Java-based applications shows promise, but needs work

After you copy about 6000 files to your hard disk and adjust a few important parameters, you will see a Java-based desktop working area that leaves much to be desired. Lotus' eSuite is an all-in-one integrated office application, but I say that with lots of caveats.

It has everything from word processing to address books, from electronic mail to terminal emulation for both IBM 3270 and 5250. Indeed, it reminded me of Lotus' early (and much misguided) foray into that arena called Symphony.

The opportunity with eSuite is to demonstrate how you can do some clever things with Java and run your daily computing life. The challenge is that a Java-based user interface really isn't going to get anyone (other than maybe Scott McNealy) to stop using their existing applications just on religious grounds.

For eSuite to catch on, it has to offer compelling features when compared with the present range of desktop office suites from Microsoft, Corel and Lotus itself. Because it is written in Java, eSuite should exploit network-based applications in a new and exciting way.

For example, it should run on a wide variety of platforms and operating systems. It should use the Web in ways traditional suites can't, such as allowing users to incorporate its Java applets into their custom-built applications. But I found eSuite struck out there -- so far, it doesn't do any of those things.

I tested eSuite on a Windows 95 machine with oodles of RAM. Lotus recommends 32MB, but I wouldn't even try it with anything less than 64MB. You will also need to drop your monitor configuration to support 256 colours. It will run on Windows NT, but two versions of Windows is about as cross-platform as it gets.

I tried to create various documents in its native format and import existing files in various Microsoft and Corel Office products. I found the word processor weak: the total set of functions isn't much more than cut and paste, formatting text and printing and saving files. It is on par with an early CP/M version of WordStar I used in the 1980s.

The address book and Web browser are also quite primitive. If you have an existing address book, the only way to move it over to eSuite's address book is to save each contact as a VCard -- one by one.

So with all of these missing features, what is in those 6000 files, you ask? eSuite's Java classes and libraries. Although they are small, they multiply like rabbits. The thought of maintaining such a menagerie seems daunting.
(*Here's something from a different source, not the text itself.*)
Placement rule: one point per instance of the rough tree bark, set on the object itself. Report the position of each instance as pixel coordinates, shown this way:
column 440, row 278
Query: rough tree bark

This version is far from being finished. I would hesitate to call it a preview - it is more like an initial set of things to play with. Major pieces are missing. First, you can't import or export many file formats.

For example, the only spreadsheets you will be able to create are .wk1s, a format that was used about a decade ago in most offices. That limits the ability to do much with the product. It wouldn't make sense to stop using your current office suite and start using eSuite without having a way to carry your legacy documents forward.

Second, you can't yet run the software over a network. It doesn't recognise existing networked drive assignments and your file system beyond its own directory. This is a real lost opportunity to show how network-savvy Java can be.

Third, the way eSuite is started will get some grins, given you load the Java virtual machine and environment from a DOS command line. That is a small nit to pick, but a very lame one.

Of course, these problems will be fixed, and missing items will eventually be added -- maybe in time to call it Version 1.0 later next quarter. But for now, eSuite left a sour taste on my hard disk. I'll hold off a while before taking another nibble.